Im Rahmen dieses Vorganges wird von der Behörde in weiterer Folge unter Angabe des Datums im Register vermerkt, dass die Eintragung nicht verifiziert werden konnte und der betroffene Rechtsträger vom Vermerk im Register für wirtschaftliche Eigentümer in Kenntnis gesetzt, ohne den Urheber des Vermerks preiszugeben. Der Vermerk führt dazu, dass Verpflichtete bei der Feststellung und Überprüfung der Identität des wirtschaftlichen Eigentümers die Informationen eines erweiterten Auszuges nicht mehr als alleinige Grundlage verwenden dürfen und stattdessen zusätzliche angemessene Maßnahmen zu ergreifen haben, sodass sie überzeugt sind zu wissen, wer der wirtschaftliche Eigentümer ist. Eine Einstufung des Kunden in eine höhere Risikokategorie ist aber alleine aufgrund eines  Vermerkes nicht erforderlich.

Der betroffene Rechtsträger kann nach der Verständigung über die Setzung eines Vermerks eine neuerliche Meldung seines wirtschaftlichen Eigentümers durchführen, was dazu führt, dass der ursprünglich gesetzte Vermerk nur mehr unter den historischen Daten geführt wird. Jener Verpflichtete, der den Vermerk über die möglicherweise vorliegende Unrichtigkeit des Rechtsträgers gesetzt hat, wird daraufhin von der neuerlich durchgeführten Meldung verständigt.
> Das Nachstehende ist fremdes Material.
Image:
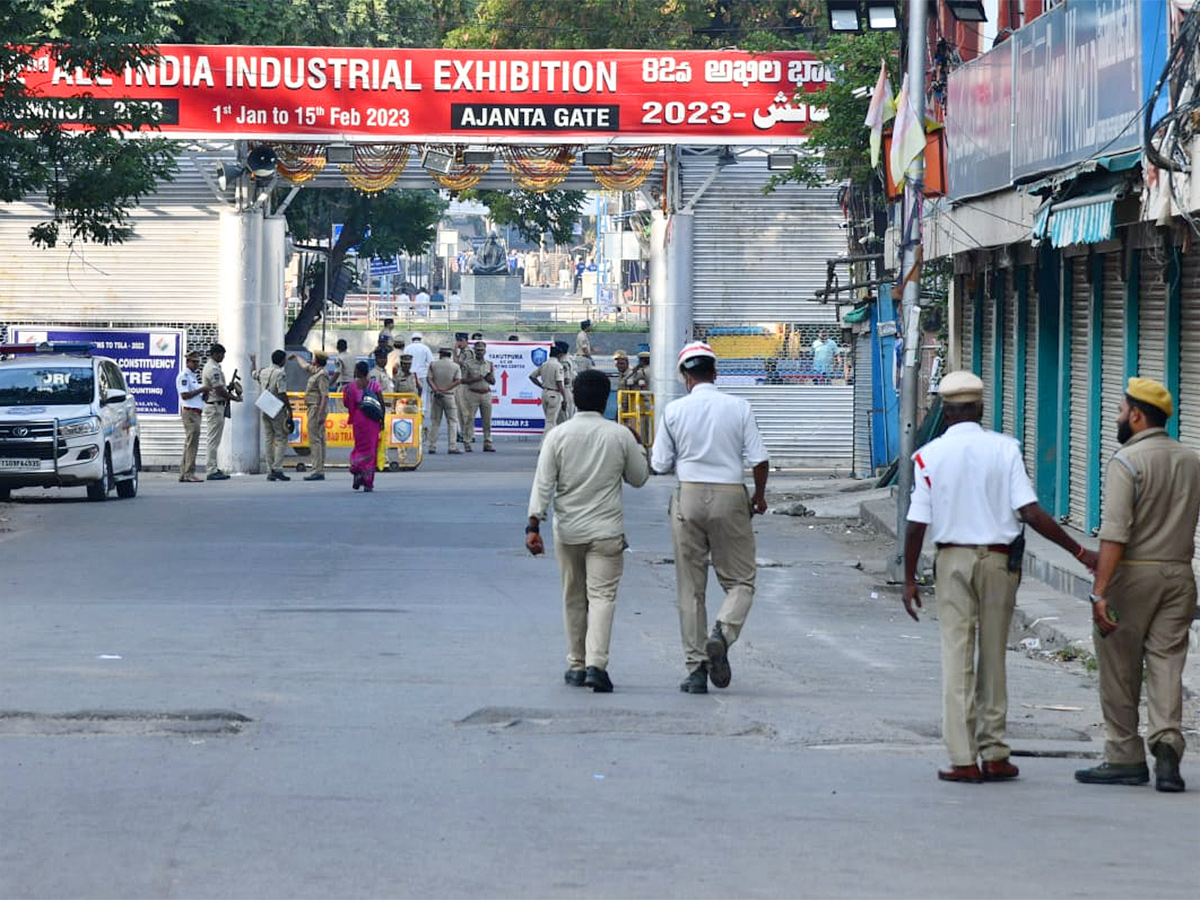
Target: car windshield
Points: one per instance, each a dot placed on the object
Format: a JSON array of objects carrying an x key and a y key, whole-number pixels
[{"x": 47, "y": 385}]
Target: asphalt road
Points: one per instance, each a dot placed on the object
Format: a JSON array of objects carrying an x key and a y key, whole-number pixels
[{"x": 299, "y": 690}]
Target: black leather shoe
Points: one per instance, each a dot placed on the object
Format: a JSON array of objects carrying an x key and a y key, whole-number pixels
[
  {"x": 1108, "y": 773},
  {"x": 1167, "y": 769},
  {"x": 696, "y": 681},
  {"x": 718, "y": 658},
  {"x": 598, "y": 681}
]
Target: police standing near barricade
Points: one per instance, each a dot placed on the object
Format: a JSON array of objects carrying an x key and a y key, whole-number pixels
[
  {"x": 273, "y": 381},
  {"x": 970, "y": 485},
  {"x": 217, "y": 396},
  {"x": 708, "y": 438},
  {"x": 316, "y": 400},
  {"x": 191, "y": 411},
  {"x": 443, "y": 381},
  {"x": 1144, "y": 597},
  {"x": 478, "y": 377},
  {"x": 550, "y": 379}
]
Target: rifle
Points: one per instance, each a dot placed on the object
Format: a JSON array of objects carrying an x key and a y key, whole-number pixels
[{"x": 234, "y": 389}]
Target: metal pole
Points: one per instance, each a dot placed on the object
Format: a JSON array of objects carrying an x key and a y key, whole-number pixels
[{"x": 910, "y": 303}]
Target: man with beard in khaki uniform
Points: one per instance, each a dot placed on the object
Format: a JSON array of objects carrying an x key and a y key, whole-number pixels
[
  {"x": 1144, "y": 597},
  {"x": 478, "y": 377},
  {"x": 444, "y": 378}
]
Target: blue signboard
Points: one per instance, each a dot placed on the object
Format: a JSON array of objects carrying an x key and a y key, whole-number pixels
[{"x": 150, "y": 360}]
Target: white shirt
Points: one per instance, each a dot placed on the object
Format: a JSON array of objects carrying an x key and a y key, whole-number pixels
[
  {"x": 969, "y": 485},
  {"x": 421, "y": 358},
  {"x": 708, "y": 437},
  {"x": 185, "y": 383},
  {"x": 580, "y": 469}
]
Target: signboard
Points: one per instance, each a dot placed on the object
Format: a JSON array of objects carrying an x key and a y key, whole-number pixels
[
  {"x": 406, "y": 94},
  {"x": 150, "y": 359},
  {"x": 516, "y": 402}
]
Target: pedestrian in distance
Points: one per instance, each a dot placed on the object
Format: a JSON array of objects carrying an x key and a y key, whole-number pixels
[
  {"x": 1144, "y": 595},
  {"x": 581, "y": 468},
  {"x": 273, "y": 381},
  {"x": 708, "y": 438},
  {"x": 316, "y": 400},
  {"x": 191, "y": 411},
  {"x": 970, "y": 487},
  {"x": 216, "y": 397},
  {"x": 364, "y": 427}
]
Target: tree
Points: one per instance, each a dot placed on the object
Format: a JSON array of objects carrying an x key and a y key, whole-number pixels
[
  {"x": 90, "y": 175},
  {"x": 397, "y": 221},
  {"x": 534, "y": 214}
]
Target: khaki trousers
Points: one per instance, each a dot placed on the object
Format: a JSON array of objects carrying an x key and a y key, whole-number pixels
[
  {"x": 444, "y": 403},
  {"x": 191, "y": 441},
  {"x": 316, "y": 442},
  {"x": 483, "y": 402},
  {"x": 214, "y": 427},
  {"x": 712, "y": 522},
  {"x": 591, "y": 574},
  {"x": 975, "y": 592},
  {"x": 551, "y": 407},
  {"x": 276, "y": 430},
  {"x": 1155, "y": 604}
]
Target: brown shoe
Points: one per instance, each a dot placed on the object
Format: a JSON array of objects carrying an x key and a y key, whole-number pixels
[
  {"x": 999, "y": 771},
  {"x": 969, "y": 774}
]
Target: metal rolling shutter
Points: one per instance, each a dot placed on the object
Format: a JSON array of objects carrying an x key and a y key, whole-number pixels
[
  {"x": 989, "y": 348},
  {"x": 1080, "y": 354},
  {"x": 1029, "y": 439},
  {"x": 1009, "y": 363},
  {"x": 1152, "y": 318},
  {"x": 1113, "y": 359},
  {"x": 763, "y": 276},
  {"x": 1189, "y": 369}
]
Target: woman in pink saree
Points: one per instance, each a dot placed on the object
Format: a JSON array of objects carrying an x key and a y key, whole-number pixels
[{"x": 366, "y": 430}]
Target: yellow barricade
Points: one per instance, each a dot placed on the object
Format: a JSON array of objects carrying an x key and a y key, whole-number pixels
[
  {"x": 636, "y": 409},
  {"x": 401, "y": 427}
]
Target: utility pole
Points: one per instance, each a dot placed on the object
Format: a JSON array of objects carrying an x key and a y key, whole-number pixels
[{"x": 910, "y": 300}]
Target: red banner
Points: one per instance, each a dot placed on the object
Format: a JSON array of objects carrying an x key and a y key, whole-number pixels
[{"x": 461, "y": 96}]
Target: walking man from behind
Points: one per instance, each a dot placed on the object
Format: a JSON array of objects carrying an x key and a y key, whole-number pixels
[
  {"x": 971, "y": 487},
  {"x": 191, "y": 409},
  {"x": 708, "y": 438},
  {"x": 1144, "y": 597},
  {"x": 580, "y": 473}
]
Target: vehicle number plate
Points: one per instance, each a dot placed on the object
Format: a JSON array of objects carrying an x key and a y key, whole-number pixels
[{"x": 21, "y": 463}]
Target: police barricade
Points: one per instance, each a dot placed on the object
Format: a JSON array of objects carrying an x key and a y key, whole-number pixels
[
  {"x": 636, "y": 409},
  {"x": 400, "y": 444}
]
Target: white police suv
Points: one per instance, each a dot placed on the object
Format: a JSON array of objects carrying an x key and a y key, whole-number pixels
[{"x": 66, "y": 420}]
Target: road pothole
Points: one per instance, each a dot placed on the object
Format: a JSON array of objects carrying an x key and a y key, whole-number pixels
[
  {"x": 124, "y": 723},
  {"x": 625, "y": 721}
]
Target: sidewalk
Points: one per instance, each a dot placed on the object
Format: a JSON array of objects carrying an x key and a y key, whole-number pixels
[{"x": 1051, "y": 603}]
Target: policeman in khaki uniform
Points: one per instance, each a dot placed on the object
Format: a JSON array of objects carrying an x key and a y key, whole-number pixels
[
  {"x": 478, "y": 377},
  {"x": 216, "y": 394},
  {"x": 316, "y": 400},
  {"x": 273, "y": 381},
  {"x": 552, "y": 381},
  {"x": 1144, "y": 597},
  {"x": 971, "y": 489}
]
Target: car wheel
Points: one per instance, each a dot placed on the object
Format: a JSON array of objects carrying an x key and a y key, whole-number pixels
[
  {"x": 100, "y": 490},
  {"x": 129, "y": 487}
]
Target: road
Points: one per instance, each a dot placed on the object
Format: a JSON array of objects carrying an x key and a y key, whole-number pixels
[{"x": 299, "y": 690}]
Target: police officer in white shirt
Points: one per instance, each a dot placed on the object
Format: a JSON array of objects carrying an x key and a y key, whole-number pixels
[
  {"x": 708, "y": 438},
  {"x": 970, "y": 485}
]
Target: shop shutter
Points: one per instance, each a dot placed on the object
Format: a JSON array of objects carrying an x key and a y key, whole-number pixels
[
  {"x": 1080, "y": 354},
  {"x": 1152, "y": 317}
]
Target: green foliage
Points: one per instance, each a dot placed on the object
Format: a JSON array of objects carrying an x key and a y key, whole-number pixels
[
  {"x": 839, "y": 148},
  {"x": 94, "y": 174},
  {"x": 534, "y": 214}
]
Vermerke und Meldung durch die Behörde

Auch die Registerbehörde kann, wie ein entsprechender Verpflichteter, sollte sie zur Überzeugung gelangen, dass die Daten über die wirtschaftlichen Eigentümer eines Rechtsträgers unrichtig sind, einen Vermerk setzen, dass die im Register der wirtschaftlichen Eigentümer hinterlegten Daten nicht verifiziert werden konnten. Der betroffene Rechtsträger wird daraufhin ebenfalls über das Unternehmensserviceportal über die Setzung des Vermerks informiert und kann eine neuerliche Meldung über seine wirtschaftlichen Eigentümer abgeben, woraufhin der Vermerk nur mehr unter den historischen Daten geführt wird. Auch ein behördlicher Vermerk führt dazu, dass Verpflichtete bei der Feststellung und Überprüfung der Identität des wirtschaftlichen Eigentümers die Informationen eines erweiterten Auszuges nicht mehr als alleinige Grundlage verwenden dürfen.

Weiters kann die Behörde, wenn keine oder nach Meinung der Behörde unrichtige Daten über die wirtschaftlichen Eigentümer eines Rechtsträgers eingetragen sind, und die Behörde überzeugt ist zu wissen, wer die wirtschaftlichen Eigentümer eines Rechtsträgers sind, eigenständig einen Eintrag vornehmen. Die behördlich gemeldeten Daten über die wirtschaftlichen Eigentümer werden mit dem Vermerk übernommen, dass es sich dabei um eine behördliche Meldung der wirtschaftlichen Eigentümer handelt. Der entsprechende Rechtsträger wird über den behördlichen Vermerk informiert und kann dann seinerseits seinen wahren wirtschaftlichen Eigentümer melden, woraufhin der behördliche Eintrag nur mehr unter den historischen Daten geführt wird.